Pretty deep isn’t it. It’s pretty profound.
Okay, hopefully most of us aren’t murderers. Hopefully most of us aren’t going to go and mug someone and rob them. But we kind of do that sometimes in life through our behaviour and our attitudes and our dishonesty and aggressively looking after our own interests above other people’s interests.
And it turns out that keeping bad company is different from being around bad people. You go to work. You go to Church. You’re a member of a club. You interact with people and some of them are great. Some of them are fantastic. They’re wonderful to be with. And some of them are downright awful. That’s life.
When we deal with people sometimes we have to deal with those people and everything in between. But it’s not whether we’re around them so much. It’s a question of influence. Look at what Solomon says again.
“Don’t be tempted by bad company or listen when they say, ‘come on, let’s gang up on someone and kill them just for the fun of it.”
It’s a question of whether we take their advice, whether we ‘keep company’ with them. Whether we let them influence what we think and what we feel and ultimately, what we do.
Here’s the chain. They speak – we hear. Now when we hear we have a decision. We either accept or reject and if we accept it changes our behaviour and if it changes our behaviour it has consequences. That’s the important bit. When we hear do we accept or reject? Do we rely on them or not? Do we trust them or not? Do we put our faith in them to the extent that we let them change what we do or not?

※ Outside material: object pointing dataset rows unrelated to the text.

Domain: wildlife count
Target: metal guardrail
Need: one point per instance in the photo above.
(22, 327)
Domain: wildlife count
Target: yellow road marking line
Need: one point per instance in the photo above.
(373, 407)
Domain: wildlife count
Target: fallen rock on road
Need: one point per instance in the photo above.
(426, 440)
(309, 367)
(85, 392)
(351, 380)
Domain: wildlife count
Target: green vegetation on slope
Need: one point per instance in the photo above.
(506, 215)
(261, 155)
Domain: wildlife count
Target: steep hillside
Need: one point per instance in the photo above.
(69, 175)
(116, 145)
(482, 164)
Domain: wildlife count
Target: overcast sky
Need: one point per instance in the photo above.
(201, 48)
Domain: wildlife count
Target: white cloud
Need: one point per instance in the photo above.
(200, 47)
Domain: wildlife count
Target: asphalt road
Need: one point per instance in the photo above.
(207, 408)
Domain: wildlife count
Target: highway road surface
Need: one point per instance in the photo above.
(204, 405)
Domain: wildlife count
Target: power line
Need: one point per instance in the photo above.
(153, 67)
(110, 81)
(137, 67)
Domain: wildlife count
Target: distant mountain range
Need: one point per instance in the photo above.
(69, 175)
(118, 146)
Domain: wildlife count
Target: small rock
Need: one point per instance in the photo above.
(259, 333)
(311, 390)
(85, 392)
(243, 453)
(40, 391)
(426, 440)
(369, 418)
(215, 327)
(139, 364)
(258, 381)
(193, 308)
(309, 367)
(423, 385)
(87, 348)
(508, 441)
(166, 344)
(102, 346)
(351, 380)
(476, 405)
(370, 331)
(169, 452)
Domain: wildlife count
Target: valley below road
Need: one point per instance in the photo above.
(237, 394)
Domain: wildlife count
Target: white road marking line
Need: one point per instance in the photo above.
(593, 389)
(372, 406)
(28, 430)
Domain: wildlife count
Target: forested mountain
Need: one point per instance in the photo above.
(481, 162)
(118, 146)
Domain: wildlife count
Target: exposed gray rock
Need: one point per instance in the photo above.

It’s not that we’re around bad people. It’s not even that we hear them that’s the problem. It’s when we’re tempted by them. When we allow them to change what we do, it’s a question of influence.
Just in my own time in God’s word recently, I’ve been reading through the Book of Ezra, chapter 4, verse 4. There’s a situation where Israel’s people are back from a Babylonian captivity and they’re rebuilding the temple. It says this:
Then the people of the land discouraged Gods people and made them afraid to build.
You see, bad company can discourage us. It can lead us to complaining. It can be disruptive. It can make us suspicious. It can make us envious. It can make us dishonest. It can make us violent. Bad company is an entry point of bad influence from other people. And I have enough issues in my own life to deal with without taking on anyone else’s.
Now at the end of the day all of us want to live a good life. Sure we want to be comfortable. We want to be happy. But part of that is knowing that we’re living a good life. And that there’s goodness that we’re reaping the fruit from and God comes to us here, this stuff from Solomon is from the Bible and we go, ‘Oh, it was written 3,000 years ago. Oh, it’s from the Bible. Oh, it’s not for me.’
Come on, this is good advice, isn’t it? God is giving us fatherly advice born out of His love and His wisdom. Who do you hang round with? Come on, who are the people whom you allow to influence you? And are any of those ruining your life? Because if they are it’s like drinking in poison from them. It’s time to do something about it.
Bad company drags us down. Bad company has consequences. And when we sit here and go, ‘Well, that was a nice story from Solomon Berni’, we can ignore it and there will be consequences. Or we can take it on board and we can say, ‘wow, that is great advice. I never really thought of it that way’.
You know something, there are some changes I need to make about the people I hang out with. The choice is ours and the consequences, they’re ours too.